But what you’re supposed to do is look large, face the cougar, speak firmly, and slowly back away. Remember: speak firmly. Bad Cat! No! Be assertive. Cougars are going to go after the up-talkers or people with vocal fry first, guaranteed. So right there, you can’t say they’re all bad.

One way you can try to look big is to stand on a rock and open out your jacket. And then if you’re attacked anyway despite having a voluminous jacket, you’re supposed to fight back with everything you’ve got. What? Are we supposed to knee ’em in the nuts? You ever try to find nuts on a cat?

The trouble with all this is that every one of these is the exact last thing you want to do. When I’m confronted with a cougar, I do not want to stand on a rock and risk tipping over. And I definitely do not want to open my jacket. Here, Kitty! Here is my thin, pale throat, with its rapidly pulsing delectable jugulars! And down here is my disembowelment zone! So in order to do all this, we need to have nerves of steel. I have already had one shot at this scenario, and I have determined that I have nerves of gelatin.

I might have told you the Rasty Old Bull story before, but I can’t remember doing it, so you probably don’t remember it either.

That last sentence was fallacious. Not only might you remember something I’ve forgotten, but it’s damn likely. I don’t even know why I opened the fridge half the time.

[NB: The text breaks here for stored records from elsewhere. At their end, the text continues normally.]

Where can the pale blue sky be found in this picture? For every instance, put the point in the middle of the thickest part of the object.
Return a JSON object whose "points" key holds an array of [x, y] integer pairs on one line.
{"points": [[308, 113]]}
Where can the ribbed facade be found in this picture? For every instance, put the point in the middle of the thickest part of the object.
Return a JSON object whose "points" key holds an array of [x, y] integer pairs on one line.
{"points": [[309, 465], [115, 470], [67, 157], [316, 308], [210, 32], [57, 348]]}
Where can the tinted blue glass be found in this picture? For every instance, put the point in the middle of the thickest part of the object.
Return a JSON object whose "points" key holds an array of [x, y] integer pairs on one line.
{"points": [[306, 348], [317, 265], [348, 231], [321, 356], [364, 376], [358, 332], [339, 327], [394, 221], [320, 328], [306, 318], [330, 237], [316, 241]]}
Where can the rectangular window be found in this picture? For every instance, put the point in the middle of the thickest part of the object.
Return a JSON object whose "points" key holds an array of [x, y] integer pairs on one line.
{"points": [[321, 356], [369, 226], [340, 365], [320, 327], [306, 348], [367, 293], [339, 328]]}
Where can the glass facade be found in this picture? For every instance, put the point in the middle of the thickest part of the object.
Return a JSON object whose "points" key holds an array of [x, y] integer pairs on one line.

So you get the Rasty Old Bull story anyway. My sister and I went traipsing some distance across a rough pasture in Utah, after first climbing through the barbed-wire fence, to see a particularly nice petroglyph she knew about. We went, we admired it, and when we turned around, we were greeted by the unprecedented and jolly sight of our entire family standing on the car waving and hopping and pointing to the right and making no sound at all. We waved back. Some moments later, looked to the right. And here comes this rasty old bull. Keeping a slow but deliberate pace, balls swinging like nunchucks, on a trajectory that would put him right in our path on the way back to the car. “Walk steadily but do not run,” Bobbie advised, and that sounded right, so we jammed it into second gear and headed for the car. At first. Then our strides lengthened. Theoretically we were still in a walking gait, but we looked like the Keep On Truckin guy. Finally our feet left the ground altogether. We gazelled straight across several arroyos and went completely Edwin Moses on the barbed-wire fence, clearing the ditch and into the car in one fluid motion. That was the most athletic thing I have ever done or will ever do in my life, and I got no chops left for a cougar.